I wish I had not bought all of the baby gear. My kids had pretty much every gadget - a swing, a jumperoo, a playpen (which we only used for sleeping while we were traveling - but co-sleeping would have eliminated this need), a couple of different seats. I wish I had gotten nothing but a sling. I got sucked into the Wal Mart baby department and thought I needed it all. In reality, I needed none of it.
Both of my kids have sookie blankets. They sleep with them. It breaks my heart now to realize that the reason they are so attached to those blankets is because they use them as a substitute for me.
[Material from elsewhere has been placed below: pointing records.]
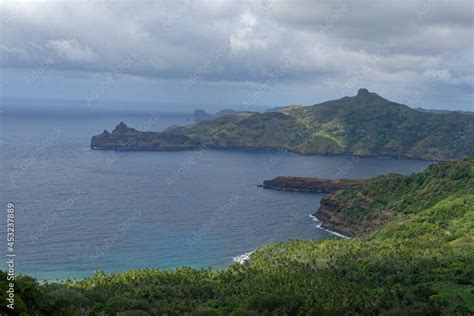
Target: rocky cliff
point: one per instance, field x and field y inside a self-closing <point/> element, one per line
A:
<point x="303" y="184"/>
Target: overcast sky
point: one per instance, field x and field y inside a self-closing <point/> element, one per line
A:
<point x="239" y="53"/>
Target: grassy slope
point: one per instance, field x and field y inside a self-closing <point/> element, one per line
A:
<point x="418" y="264"/>
<point x="362" y="125"/>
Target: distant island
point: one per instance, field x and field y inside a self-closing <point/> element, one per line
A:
<point x="365" y="125"/>
<point x="303" y="184"/>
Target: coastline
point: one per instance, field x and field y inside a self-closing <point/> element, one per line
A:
<point x="320" y="225"/>
<point x="276" y="149"/>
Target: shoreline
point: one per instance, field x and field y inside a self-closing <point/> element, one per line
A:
<point x="263" y="149"/>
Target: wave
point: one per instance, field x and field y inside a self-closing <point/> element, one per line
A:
<point x="243" y="258"/>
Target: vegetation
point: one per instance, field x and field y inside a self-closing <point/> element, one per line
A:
<point x="418" y="263"/>
<point x="365" y="124"/>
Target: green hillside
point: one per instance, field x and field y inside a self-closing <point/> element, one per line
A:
<point x="419" y="262"/>
<point x="365" y="124"/>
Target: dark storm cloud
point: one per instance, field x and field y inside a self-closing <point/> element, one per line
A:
<point x="328" y="43"/>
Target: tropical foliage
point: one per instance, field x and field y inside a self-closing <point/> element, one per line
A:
<point x="419" y="263"/>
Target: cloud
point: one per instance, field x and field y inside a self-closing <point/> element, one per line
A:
<point x="331" y="42"/>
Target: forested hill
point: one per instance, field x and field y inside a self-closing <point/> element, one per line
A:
<point x="418" y="263"/>
<point x="365" y="124"/>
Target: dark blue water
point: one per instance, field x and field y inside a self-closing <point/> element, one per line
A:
<point x="78" y="210"/>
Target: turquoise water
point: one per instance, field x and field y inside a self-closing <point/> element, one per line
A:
<point x="78" y="210"/>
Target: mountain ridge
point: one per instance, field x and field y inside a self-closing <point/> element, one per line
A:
<point x="365" y="125"/>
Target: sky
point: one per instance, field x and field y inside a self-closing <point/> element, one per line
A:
<point x="224" y="53"/>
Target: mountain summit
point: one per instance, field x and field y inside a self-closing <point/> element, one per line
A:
<point x="365" y="124"/>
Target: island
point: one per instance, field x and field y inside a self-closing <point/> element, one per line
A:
<point x="365" y="125"/>
<point x="304" y="184"/>
<point x="411" y="254"/>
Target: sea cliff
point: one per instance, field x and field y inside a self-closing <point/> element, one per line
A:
<point x="304" y="184"/>
<point x="362" y="125"/>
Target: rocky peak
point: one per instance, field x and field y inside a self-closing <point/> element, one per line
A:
<point x="122" y="128"/>
<point x="363" y="92"/>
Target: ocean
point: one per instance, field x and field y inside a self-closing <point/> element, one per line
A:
<point x="78" y="210"/>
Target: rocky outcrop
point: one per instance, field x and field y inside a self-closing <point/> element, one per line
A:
<point x="332" y="217"/>
<point x="302" y="184"/>
<point x="126" y="138"/>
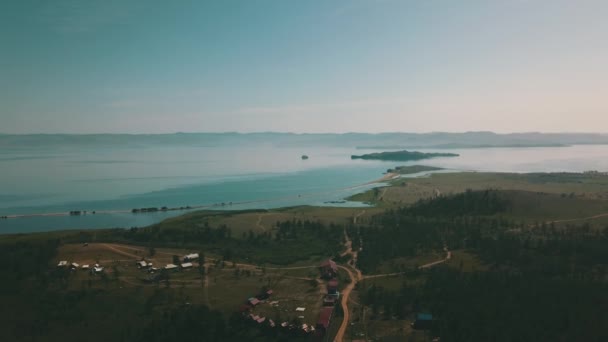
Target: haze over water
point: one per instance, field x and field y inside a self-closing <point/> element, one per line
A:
<point x="47" y="179"/>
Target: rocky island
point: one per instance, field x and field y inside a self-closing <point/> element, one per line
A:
<point x="402" y="155"/>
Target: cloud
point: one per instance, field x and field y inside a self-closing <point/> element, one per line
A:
<point x="324" y="107"/>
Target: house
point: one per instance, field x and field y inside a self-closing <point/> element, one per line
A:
<point x="264" y="295"/>
<point x="191" y="257"/>
<point x="332" y="287"/>
<point x="330" y="300"/>
<point x="328" y="269"/>
<point x="325" y="318"/>
<point x="424" y="321"/>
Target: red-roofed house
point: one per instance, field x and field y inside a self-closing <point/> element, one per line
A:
<point x="332" y="287"/>
<point x="325" y="318"/>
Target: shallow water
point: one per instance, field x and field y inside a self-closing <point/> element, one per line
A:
<point x="101" y="178"/>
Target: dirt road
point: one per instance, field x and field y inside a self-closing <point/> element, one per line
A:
<point x="345" y="295"/>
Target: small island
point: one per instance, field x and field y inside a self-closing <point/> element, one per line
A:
<point x="402" y="155"/>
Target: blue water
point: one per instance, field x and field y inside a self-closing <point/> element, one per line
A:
<point x="98" y="177"/>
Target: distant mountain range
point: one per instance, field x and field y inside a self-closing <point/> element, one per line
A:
<point x="379" y="141"/>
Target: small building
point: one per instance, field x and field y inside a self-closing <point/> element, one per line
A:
<point x="191" y="257"/>
<point x="330" y="300"/>
<point x="332" y="287"/>
<point x="424" y="321"/>
<point x="328" y="269"/>
<point x="325" y="318"/>
<point x="264" y="295"/>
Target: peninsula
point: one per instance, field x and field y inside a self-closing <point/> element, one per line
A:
<point x="402" y="155"/>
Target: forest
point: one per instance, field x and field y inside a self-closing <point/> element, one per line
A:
<point x="540" y="282"/>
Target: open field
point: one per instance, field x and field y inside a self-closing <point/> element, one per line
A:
<point x="253" y="253"/>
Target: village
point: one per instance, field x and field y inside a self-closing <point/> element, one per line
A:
<point x="309" y="312"/>
<point x="298" y="301"/>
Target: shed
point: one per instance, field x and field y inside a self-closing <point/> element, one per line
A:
<point x="332" y="286"/>
<point x="328" y="269"/>
<point x="424" y="321"/>
<point x="329" y="300"/>
<point x="191" y="257"/>
<point x="325" y="318"/>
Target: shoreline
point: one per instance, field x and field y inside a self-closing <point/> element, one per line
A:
<point x="387" y="177"/>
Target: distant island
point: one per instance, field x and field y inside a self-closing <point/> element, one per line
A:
<point x="411" y="169"/>
<point x="402" y="155"/>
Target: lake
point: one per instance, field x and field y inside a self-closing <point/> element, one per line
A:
<point x="114" y="179"/>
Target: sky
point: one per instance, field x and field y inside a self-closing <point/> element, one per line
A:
<point x="123" y="66"/>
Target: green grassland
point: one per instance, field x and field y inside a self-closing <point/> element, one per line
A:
<point x="538" y="216"/>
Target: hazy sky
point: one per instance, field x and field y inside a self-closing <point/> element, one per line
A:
<point x="303" y="66"/>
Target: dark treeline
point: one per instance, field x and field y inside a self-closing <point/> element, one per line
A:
<point x="430" y="224"/>
<point x="276" y="245"/>
<point x="39" y="306"/>
<point x="535" y="283"/>
<point x="487" y="202"/>
<point x="498" y="306"/>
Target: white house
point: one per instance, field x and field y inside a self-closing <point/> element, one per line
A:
<point x="170" y="267"/>
<point x="191" y="257"/>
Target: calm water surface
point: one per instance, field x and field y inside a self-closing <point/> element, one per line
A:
<point x="39" y="180"/>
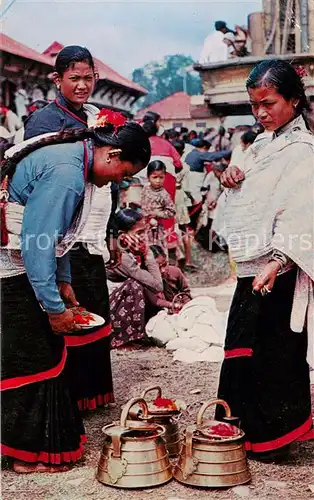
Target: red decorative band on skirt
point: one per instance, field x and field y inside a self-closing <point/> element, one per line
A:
<point x="294" y="435"/>
<point x="308" y="436"/>
<point x="14" y="383"/>
<point x="42" y="456"/>
<point x="78" y="340"/>
<point x="195" y="208"/>
<point x="238" y="353"/>
<point x="93" y="403"/>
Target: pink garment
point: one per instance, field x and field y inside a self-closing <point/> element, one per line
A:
<point x="162" y="147"/>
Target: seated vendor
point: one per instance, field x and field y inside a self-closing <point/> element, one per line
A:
<point x="139" y="273"/>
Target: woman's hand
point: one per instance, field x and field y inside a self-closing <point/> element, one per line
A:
<point x="114" y="259"/>
<point x="63" y="323"/>
<point x="264" y="281"/>
<point x="136" y="244"/>
<point x="67" y="294"/>
<point x="231" y="177"/>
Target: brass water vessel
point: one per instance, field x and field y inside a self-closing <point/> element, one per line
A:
<point x="209" y="462"/>
<point x="134" y="453"/>
<point x="168" y="419"/>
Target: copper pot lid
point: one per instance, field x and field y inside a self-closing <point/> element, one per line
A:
<point x="136" y="427"/>
<point x="219" y="431"/>
<point x="160" y="406"/>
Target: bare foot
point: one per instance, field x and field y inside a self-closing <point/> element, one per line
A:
<point x="27" y="468"/>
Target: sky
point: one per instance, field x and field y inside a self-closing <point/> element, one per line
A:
<point x="123" y="34"/>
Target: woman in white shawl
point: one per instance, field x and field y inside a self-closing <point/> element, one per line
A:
<point x="269" y="230"/>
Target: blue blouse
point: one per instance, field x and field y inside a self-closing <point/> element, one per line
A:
<point x="50" y="184"/>
<point x="53" y="118"/>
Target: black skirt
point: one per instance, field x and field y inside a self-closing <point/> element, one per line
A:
<point x="265" y="376"/>
<point x="40" y="418"/>
<point x="88" y="366"/>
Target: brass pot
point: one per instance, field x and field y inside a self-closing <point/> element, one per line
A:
<point x="211" y="463"/>
<point x="165" y="418"/>
<point x="134" y="453"/>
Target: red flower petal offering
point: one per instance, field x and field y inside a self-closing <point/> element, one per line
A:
<point x="109" y="117"/>
<point x="301" y="71"/>
<point x="221" y="430"/>
<point x="165" y="403"/>
<point x="81" y="316"/>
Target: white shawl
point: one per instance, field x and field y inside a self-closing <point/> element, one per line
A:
<point x="274" y="209"/>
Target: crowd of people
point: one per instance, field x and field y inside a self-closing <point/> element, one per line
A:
<point x="89" y="196"/>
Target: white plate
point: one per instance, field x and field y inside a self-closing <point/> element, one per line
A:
<point x="97" y="321"/>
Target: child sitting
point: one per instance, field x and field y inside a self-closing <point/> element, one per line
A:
<point x="156" y="204"/>
<point x="176" y="291"/>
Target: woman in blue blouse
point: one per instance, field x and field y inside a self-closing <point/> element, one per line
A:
<point x="88" y="363"/>
<point x="50" y="195"/>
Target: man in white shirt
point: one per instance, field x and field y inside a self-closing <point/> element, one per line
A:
<point x="215" y="49"/>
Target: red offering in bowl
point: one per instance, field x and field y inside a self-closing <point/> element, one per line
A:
<point x="86" y="319"/>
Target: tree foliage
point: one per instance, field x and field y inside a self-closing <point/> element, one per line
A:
<point x="173" y="74"/>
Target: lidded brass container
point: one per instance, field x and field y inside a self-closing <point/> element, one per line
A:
<point x="134" y="453"/>
<point x="212" y="461"/>
<point x="167" y="418"/>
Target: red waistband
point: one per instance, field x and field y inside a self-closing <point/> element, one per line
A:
<point x="15" y="382"/>
<point x="238" y="353"/>
<point x="295" y="435"/>
<point x="42" y="456"/>
<point x="77" y="340"/>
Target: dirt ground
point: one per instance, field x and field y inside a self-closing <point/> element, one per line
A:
<point x="134" y="371"/>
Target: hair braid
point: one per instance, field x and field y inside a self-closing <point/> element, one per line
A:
<point x="8" y="165"/>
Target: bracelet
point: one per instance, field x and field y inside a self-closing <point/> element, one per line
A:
<point x="280" y="258"/>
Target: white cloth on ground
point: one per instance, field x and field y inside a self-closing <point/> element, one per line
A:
<point x="196" y="333"/>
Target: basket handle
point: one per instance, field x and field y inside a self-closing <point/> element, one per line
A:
<point x="151" y="388"/>
<point x="125" y="412"/>
<point x="207" y="404"/>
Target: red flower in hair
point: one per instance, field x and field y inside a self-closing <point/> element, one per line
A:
<point x="109" y="117"/>
<point x="301" y="71"/>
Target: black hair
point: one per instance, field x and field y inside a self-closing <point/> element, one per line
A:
<point x="219" y="25"/>
<point x="4" y="145"/>
<point x="130" y="138"/>
<point x="70" y="55"/>
<point x="248" y="137"/>
<point x="281" y="76"/>
<point x="34" y="106"/>
<point x="201" y="143"/>
<point x="257" y="128"/>
<point x="221" y="130"/>
<point x="155" y="166"/>
<point x="157" y="251"/>
<point x="172" y="133"/>
<point x="126" y="219"/>
<point x="179" y="146"/>
<point x="150" y="128"/>
<point x="151" y="116"/>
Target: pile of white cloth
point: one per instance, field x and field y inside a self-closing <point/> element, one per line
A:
<point x="196" y="333"/>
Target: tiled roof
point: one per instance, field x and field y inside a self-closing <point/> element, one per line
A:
<point x="174" y="107"/>
<point x="105" y="72"/>
<point x="7" y="44"/>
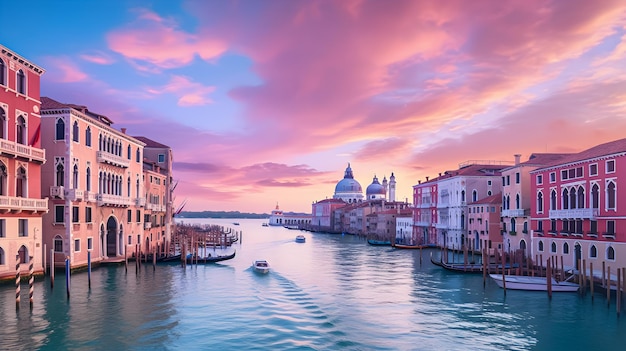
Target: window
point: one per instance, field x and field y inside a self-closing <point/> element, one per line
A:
<point x="88" y="214"/>
<point x="20" y="136"/>
<point x="75" y="131"/>
<point x="21" y="82"/>
<point x="593" y="251"/>
<point x="60" y="130"/>
<point x="58" y="244"/>
<point x="610" y="196"/>
<point x="75" y="216"/>
<point x="88" y="136"/>
<point x="22" y="227"/>
<point x="610" y="166"/>
<point x="3" y="73"/>
<point x="610" y="253"/>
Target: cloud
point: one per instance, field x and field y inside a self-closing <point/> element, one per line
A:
<point x="154" y="43"/>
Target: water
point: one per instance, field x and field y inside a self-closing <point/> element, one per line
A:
<point x="332" y="292"/>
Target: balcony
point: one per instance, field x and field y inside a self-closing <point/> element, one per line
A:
<point x="113" y="200"/>
<point x="19" y="204"/>
<point x="105" y="157"/>
<point x="575" y="213"/>
<point x="58" y="192"/>
<point x="89" y="196"/>
<point x="74" y="194"/>
<point x="13" y="149"/>
<point x="140" y="201"/>
<point x="513" y="213"/>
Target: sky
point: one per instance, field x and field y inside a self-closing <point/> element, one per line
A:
<point x="265" y="103"/>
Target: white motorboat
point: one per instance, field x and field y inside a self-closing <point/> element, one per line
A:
<point x="517" y="282"/>
<point x="261" y="266"/>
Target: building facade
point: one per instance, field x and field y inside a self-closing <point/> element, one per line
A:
<point x="21" y="158"/>
<point x="94" y="178"/>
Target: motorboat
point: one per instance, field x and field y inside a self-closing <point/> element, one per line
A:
<point x="517" y="282"/>
<point x="261" y="266"/>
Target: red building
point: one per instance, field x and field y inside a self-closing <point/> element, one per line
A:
<point x="21" y="157"/>
<point x="576" y="213"/>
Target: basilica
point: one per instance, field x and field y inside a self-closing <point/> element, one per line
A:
<point x="350" y="211"/>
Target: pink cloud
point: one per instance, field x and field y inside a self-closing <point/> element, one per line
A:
<point x="159" y="43"/>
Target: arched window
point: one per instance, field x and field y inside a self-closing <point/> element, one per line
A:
<point x="21" y="82"/>
<point x="88" y="179"/>
<point x="75" y="131"/>
<point x="20" y="183"/>
<point x="20" y="133"/>
<point x="610" y="195"/>
<point x="593" y="251"/>
<point x="3" y="179"/>
<point x="610" y="253"/>
<point x="60" y="176"/>
<point x="60" y="130"/>
<point x="75" y="177"/>
<point x="580" y="196"/>
<point x="595" y="196"/>
<point x="3" y="123"/>
<point x="3" y="73"/>
<point x="88" y="136"/>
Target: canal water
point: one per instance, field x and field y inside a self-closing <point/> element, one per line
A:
<point x="332" y="292"/>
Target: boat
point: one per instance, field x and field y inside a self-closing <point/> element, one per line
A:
<point x="517" y="282"/>
<point x="375" y="242"/>
<point x="261" y="266"/>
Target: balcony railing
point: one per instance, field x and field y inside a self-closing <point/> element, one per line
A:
<point x="105" y="157"/>
<point x="57" y="191"/>
<point x="24" y="151"/>
<point x="113" y="200"/>
<point x="19" y="204"/>
<point x="74" y="194"/>
<point x="519" y="212"/>
<point x="574" y="213"/>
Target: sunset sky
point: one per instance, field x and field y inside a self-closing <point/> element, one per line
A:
<point x="266" y="102"/>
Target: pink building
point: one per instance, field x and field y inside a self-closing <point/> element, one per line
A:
<point x="94" y="176"/>
<point x="576" y="211"/>
<point x="21" y="158"/>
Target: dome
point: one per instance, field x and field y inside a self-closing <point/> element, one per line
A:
<point x="375" y="189"/>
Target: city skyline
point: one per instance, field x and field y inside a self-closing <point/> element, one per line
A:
<point x="267" y="102"/>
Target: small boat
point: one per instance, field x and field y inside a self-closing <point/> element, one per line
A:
<point x="517" y="282"/>
<point x="374" y="242"/>
<point x="261" y="266"/>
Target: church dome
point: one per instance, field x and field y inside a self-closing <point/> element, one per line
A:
<point x="375" y="190"/>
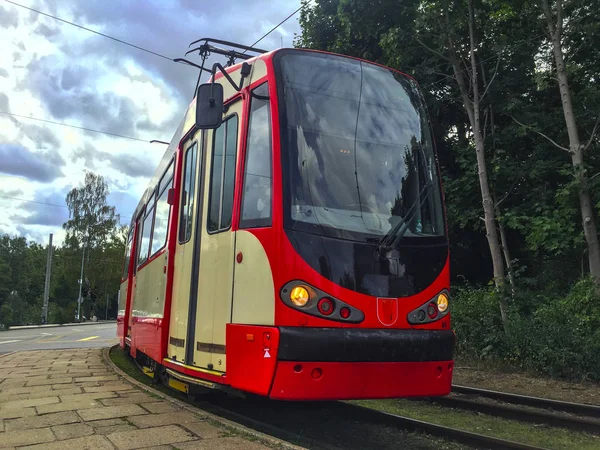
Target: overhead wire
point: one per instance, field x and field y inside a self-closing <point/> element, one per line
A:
<point x="48" y="204"/>
<point x="277" y="26"/>
<point x="89" y="29"/>
<point x="74" y="126"/>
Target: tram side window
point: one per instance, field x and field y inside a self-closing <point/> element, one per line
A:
<point x="222" y="176"/>
<point x="163" y="210"/>
<point x="127" y="255"/>
<point x="188" y="194"/>
<point x="256" y="196"/>
<point x="146" y="234"/>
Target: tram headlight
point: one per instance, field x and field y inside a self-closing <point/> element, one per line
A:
<point x="299" y="296"/>
<point x="442" y="302"/>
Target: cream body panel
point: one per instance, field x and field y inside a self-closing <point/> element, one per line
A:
<point x="253" y="291"/>
<point x="259" y="70"/>
<point x="140" y="287"/>
<point x="122" y="298"/>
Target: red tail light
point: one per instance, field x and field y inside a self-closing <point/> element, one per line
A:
<point x="432" y="310"/>
<point x="325" y="306"/>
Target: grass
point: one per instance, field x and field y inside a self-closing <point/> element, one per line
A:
<point x="537" y="435"/>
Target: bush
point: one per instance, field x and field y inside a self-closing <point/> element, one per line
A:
<point x="560" y="337"/>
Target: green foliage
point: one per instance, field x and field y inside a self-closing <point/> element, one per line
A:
<point x="551" y="334"/>
<point x="23" y="264"/>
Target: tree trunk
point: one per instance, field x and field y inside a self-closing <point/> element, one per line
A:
<point x="507" y="258"/>
<point x="575" y="147"/>
<point x="474" y="113"/>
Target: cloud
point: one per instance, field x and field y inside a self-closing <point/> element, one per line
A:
<point x="37" y="166"/>
<point x="8" y="18"/>
<point x="129" y="165"/>
<point x="43" y="139"/>
<point x="11" y="192"/>
<point x="46" y="31"/>
<point x="4" y="102"/>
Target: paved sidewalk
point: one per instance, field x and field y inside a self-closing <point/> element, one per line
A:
<point x="69" y="399"/>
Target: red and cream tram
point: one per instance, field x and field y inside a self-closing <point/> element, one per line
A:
<point x="292" y="242"/>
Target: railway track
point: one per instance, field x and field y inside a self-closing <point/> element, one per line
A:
<point x="344" y="425"/>
<point x="338" y="415"/>
<point x="536" y="402"/>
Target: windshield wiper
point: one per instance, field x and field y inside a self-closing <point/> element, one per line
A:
<point x="397" y="231"/>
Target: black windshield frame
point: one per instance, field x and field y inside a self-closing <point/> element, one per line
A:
<point x="289" y="151"/>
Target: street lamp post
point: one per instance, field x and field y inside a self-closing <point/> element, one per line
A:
<point x="79" y="300"/>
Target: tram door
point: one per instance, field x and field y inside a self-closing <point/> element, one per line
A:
<point x="215" y="268"/>
<point x="191" y="178"/>
<point x="135" y="261"/>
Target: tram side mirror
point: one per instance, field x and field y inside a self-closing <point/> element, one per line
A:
<point x="171" y="196"/>
<point x="209" y="106"/>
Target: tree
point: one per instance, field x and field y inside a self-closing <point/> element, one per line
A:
<point x="555" y="25"/>
<point x="91" y="224"/>
<point x="91" y="219"/>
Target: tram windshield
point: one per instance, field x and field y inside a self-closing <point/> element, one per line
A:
<point x="357" y="151"/>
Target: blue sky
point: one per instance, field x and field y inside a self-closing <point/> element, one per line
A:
<point x="54" y="71"/>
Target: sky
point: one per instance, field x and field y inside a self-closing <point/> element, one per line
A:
<point x="57" y="72"/>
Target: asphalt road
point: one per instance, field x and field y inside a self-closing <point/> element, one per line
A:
<point x="69" y="336"/>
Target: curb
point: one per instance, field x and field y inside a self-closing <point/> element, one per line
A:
<point x="228" y="423"/>
<point x="53" y="325"/>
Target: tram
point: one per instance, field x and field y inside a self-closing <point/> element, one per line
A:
<point x="292" y="242"/>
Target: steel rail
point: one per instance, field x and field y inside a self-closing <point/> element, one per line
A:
<point x="518" y="413"/>
<point x="461" y="436"/>
<point x="537" y="402"/>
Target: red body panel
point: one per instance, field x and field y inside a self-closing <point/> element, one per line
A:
<point x="350" y="380"/>
<point x="145" y="336"/>
<point x="251" y="357"/>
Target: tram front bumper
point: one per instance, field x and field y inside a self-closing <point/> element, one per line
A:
<point x="351" y="363"/>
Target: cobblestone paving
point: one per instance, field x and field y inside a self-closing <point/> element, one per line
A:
<point x="69" y="399"/>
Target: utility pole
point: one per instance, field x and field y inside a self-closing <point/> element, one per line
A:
<point x="79" y="300"/>
<point x="47" y="282"/>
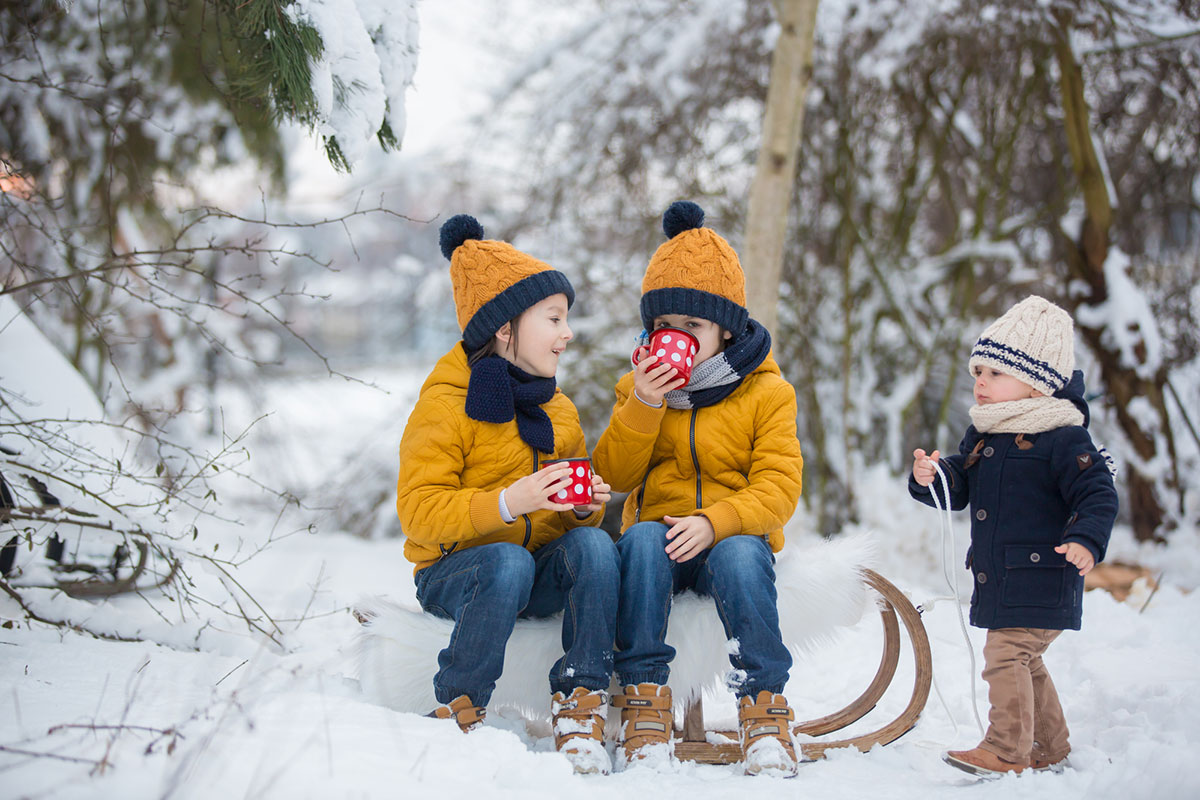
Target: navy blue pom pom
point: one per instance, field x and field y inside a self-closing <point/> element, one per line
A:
<point x="456" y="230"/>
<point x="683" y="215"/>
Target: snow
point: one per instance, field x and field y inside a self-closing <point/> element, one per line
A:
<point x="233" y="714"/>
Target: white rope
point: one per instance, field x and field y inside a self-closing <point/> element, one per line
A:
<point x="952" y="582"/>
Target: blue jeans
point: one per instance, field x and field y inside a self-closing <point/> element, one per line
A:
<point x="485" y="589"/>
<point x="738" y="573"/>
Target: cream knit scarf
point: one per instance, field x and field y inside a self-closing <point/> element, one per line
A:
<point x="1030" y="415"/>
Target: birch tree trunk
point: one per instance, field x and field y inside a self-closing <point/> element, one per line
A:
<point x="1086" y="257"/>
<point x="771" y="193"/>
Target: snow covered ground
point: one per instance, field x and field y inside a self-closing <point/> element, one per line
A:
<point x="83" y="717"/>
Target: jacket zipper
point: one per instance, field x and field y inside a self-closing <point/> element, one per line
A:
<point x="641" y="493"/>
<point x="528" y="523"/>
<point x="695" y="458"/>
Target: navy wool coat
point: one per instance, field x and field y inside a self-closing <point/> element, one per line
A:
<point x="1029" y="493"/>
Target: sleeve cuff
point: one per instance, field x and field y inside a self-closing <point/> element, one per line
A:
<point x="505" y="515"/>
<point x="725" y="519"/>
<point x="485" y="512"/>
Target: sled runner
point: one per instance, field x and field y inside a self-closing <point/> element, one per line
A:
<point x="695" y="745"/>
<point x="397" y="651"/>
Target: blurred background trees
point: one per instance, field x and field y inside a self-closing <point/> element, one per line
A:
<point x="952" y="161"/>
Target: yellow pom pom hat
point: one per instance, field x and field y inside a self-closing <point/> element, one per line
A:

We don't really engage in nighttime parenting. If our oldest stumbles into our room in the middle of the night, we usually just take her back to bed. Now I just want to bring her into bed with us and snuggle her in between us. If the baby wakes up crying we just wait it out to see if he goes back to sleep. Now I want to go and get him and bring him into our bed.
I wish our children were never exposed to toys and marketing. We have way more toys than any child needs. What they really want to play with is us. Now they think they need all this stuff that they already have, and I would like to get rid of all of it. And turn off the tv while I'm at it.
On the positive side, there are many things that we do that do follow this approach. We decided that it was of utmost importance that I stay at home to raise our children. Having someone else raise them was not an option - I was willing to do whatever it would take in order to do that. We practice extended breastfeeding. Not intentionally - I just decided I would nurse him as long as he wanted to nurse. He's now 19 months old, and not showing any signs that he wants to quit. :) I don't broadcast it (because most people think it's weird), but if someone asks, I will proudly tell them. I believe we do use gentle discipline. At first I found myself giving into society's pressures to give our kids time-outs, and criticize their behaviour. But it never felt right to me, so I found myself hugging my kids when they were having a meltdown, because I was sure that they were feeling sad about something and just wanted me to love them. I plan to do much more of this now. I also try to prevent meltdowns instead of having to discipline them, by trying to avoid the situation that might lead to the meltdown. Signing has played a huge role in this. Whenever possible I try to forsee problems before they occur, and intervene before it becomes a problem.
Anyway, I am really just beginning to learn about this wonderful parenting style. I bought The Baby Book, by Dr. Sears, who is, apparently, the Godfather of Attachment Parenting. It was the ONLY book I could find in our area that even touched on AP. Not even our library had anything. So I plan to read through this book and learn all that I can. Although my kids are 19 months and 3 1/2 years, I don't think it's ever too late to start listening to your instincts.
Do any of you practice Attachment Parenting? I would love for you to share what you know, or point me in the direction of some good resources.